J’ai en tête le super travail qu’a fait Yoann pour le salon des métiers l’année passée avec des interactions physiques pour découvrir les contenus de la formation, ou encore l’extension CarbonViz pour laquelle nous avons mis en place une adaptation physique avec de la vraie fumée qui se dégage au fur et à mesure de notre consommation de données.
En attendant de mettre en place une véritable zone maker chez nous, il me semble tu as monté un Lab UX ?
C’était effectivement l’une de mes premières activités confiée par Laurent Bolli lors de mon arrivée au MEI. C’était très intéressant d’imaginer, monter et agencer ces salles pour donner vie à cet espace. J’espère que la mise en place d’un tel laboratoire permettra peut-être de susciter des vocations chez les étudiants qui s’y essayent, en plus d’être à leur disposition pour qu’ils puissent y faire leurs propres expériences. Encore aujourd’hui c’est assez rare d’avoir accès à de tels outils dans une école d’ingénieurs, il s’agit vraiment d’une belle opportunité. Et j’insiste souvent auprès des étudiants et les pousse à utiliser le matériel tel que l’eye-tracking : c’est très valorisant de le découvrir maintenant, car on ne le retrouve que rarement par la suite.

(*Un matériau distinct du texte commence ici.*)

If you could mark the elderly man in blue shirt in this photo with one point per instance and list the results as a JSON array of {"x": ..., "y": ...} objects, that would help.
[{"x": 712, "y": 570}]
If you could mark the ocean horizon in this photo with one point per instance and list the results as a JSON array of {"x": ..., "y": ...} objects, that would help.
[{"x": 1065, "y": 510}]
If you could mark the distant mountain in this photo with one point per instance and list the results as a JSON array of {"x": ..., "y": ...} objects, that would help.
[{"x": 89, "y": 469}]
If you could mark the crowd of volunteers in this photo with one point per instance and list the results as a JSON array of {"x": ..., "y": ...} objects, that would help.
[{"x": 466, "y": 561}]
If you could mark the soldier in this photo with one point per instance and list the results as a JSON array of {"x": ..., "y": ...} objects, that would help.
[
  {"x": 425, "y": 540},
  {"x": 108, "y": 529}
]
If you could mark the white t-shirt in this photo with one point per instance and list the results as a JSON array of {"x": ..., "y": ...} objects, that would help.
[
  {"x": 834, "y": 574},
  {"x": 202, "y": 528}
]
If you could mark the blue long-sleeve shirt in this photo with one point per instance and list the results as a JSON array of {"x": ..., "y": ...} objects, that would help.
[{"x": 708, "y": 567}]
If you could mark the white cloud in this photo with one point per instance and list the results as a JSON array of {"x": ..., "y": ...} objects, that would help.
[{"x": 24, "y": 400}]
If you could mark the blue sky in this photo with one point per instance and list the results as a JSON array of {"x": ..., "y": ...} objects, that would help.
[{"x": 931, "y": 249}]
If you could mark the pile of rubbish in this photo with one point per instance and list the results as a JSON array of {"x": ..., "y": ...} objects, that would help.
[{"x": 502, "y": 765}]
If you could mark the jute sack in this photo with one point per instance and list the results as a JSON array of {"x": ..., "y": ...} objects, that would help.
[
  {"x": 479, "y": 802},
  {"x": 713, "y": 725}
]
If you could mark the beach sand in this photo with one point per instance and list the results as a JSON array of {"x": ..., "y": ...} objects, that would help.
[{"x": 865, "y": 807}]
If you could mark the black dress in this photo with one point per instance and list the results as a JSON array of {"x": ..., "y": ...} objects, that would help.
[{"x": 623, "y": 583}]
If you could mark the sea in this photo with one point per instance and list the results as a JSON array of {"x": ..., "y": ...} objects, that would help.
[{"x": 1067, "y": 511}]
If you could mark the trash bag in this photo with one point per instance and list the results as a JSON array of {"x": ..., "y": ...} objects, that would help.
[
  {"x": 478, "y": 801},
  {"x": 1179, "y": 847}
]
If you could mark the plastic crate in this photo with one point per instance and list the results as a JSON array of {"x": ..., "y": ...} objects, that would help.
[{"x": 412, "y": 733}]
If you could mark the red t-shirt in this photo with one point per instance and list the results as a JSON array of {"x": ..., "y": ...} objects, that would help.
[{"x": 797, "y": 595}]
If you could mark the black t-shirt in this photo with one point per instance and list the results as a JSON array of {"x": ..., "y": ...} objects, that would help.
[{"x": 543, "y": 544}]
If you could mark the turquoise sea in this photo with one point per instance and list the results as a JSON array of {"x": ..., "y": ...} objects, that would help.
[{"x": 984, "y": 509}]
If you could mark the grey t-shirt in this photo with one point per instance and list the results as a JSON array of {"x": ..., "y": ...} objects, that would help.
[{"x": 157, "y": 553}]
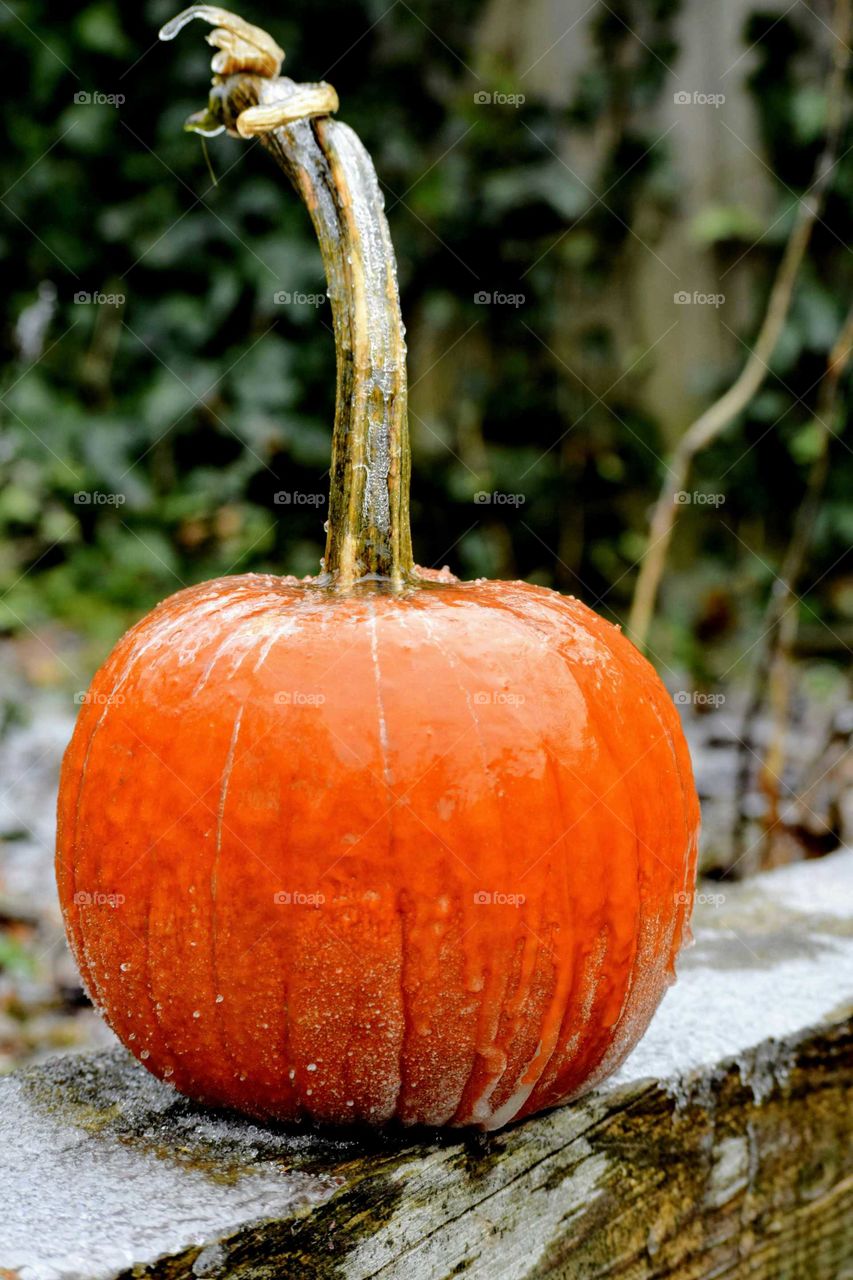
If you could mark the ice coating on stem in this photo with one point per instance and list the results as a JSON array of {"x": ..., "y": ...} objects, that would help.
[{"x": 368, "y": 530}]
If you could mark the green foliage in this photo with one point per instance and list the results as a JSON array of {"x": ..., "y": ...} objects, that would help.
[{"x": 199, "y": 398}]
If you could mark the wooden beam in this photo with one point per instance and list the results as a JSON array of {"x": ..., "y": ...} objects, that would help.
[{"x": 720, "y": 1148}]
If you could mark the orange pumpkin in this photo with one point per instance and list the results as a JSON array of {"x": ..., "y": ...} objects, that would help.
[{"x": 379, "y": 844}]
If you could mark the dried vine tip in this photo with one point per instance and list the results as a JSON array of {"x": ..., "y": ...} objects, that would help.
[{"x": 242, "y": 48}]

Le Lab UX est également à disposition de l’institut pour des projets de recherche et j’aimerais qu’on développe davantage cela lors de nouveaux projets. On a aussi des projets déjà en place que l’on pourrait réévaluer au besoin s’ils comportent des évolutions liées à des enjeux UX. Ça peut aussi être une manière intéressante de relier davantage les sujets du département et de l’institut. Je pense par exemple aux cours UX cette année – Yoann et Julien on utilisé le projet de thèse de Julien pour réaliser des tests en extérieurs avec les lunettes d’eye-tracking. Lors des modules de test d’usabilité certain·e·s étudiant·e·s ont réalisés leurs tests en laboratoire sur la plateforme Smapshot, c’était un très bon cas pratique et j’ai relevé pleins de retours pertinents.
Trouver un modèle d’utilisation de cet espace est indispensable pour offrir un service et un encadrement de qualité.
Finalement, ce laboratoire pourrait potentiellement être ouvert pour l’externe. Mais sa location pose encore de nombreuses questions et il nous faut trouver un modèle. Afin de rendre cela viable, il faudrait un accompagnant disponible pour ces externes, mais cela implique une charge de travail pour aider ces potentiels utilisateurs à monter leur test, leur scripts et protocoles de test, le fonctionnement logiciel, comprendre le contexte de leur étude… Trouver un modèle d’utilisation de cet espace est donc indispensable pour offrir un service et un encadrement de qualité.
Dans ces deux années passées au MEI, quels sont les projets qui t’ont marqué ?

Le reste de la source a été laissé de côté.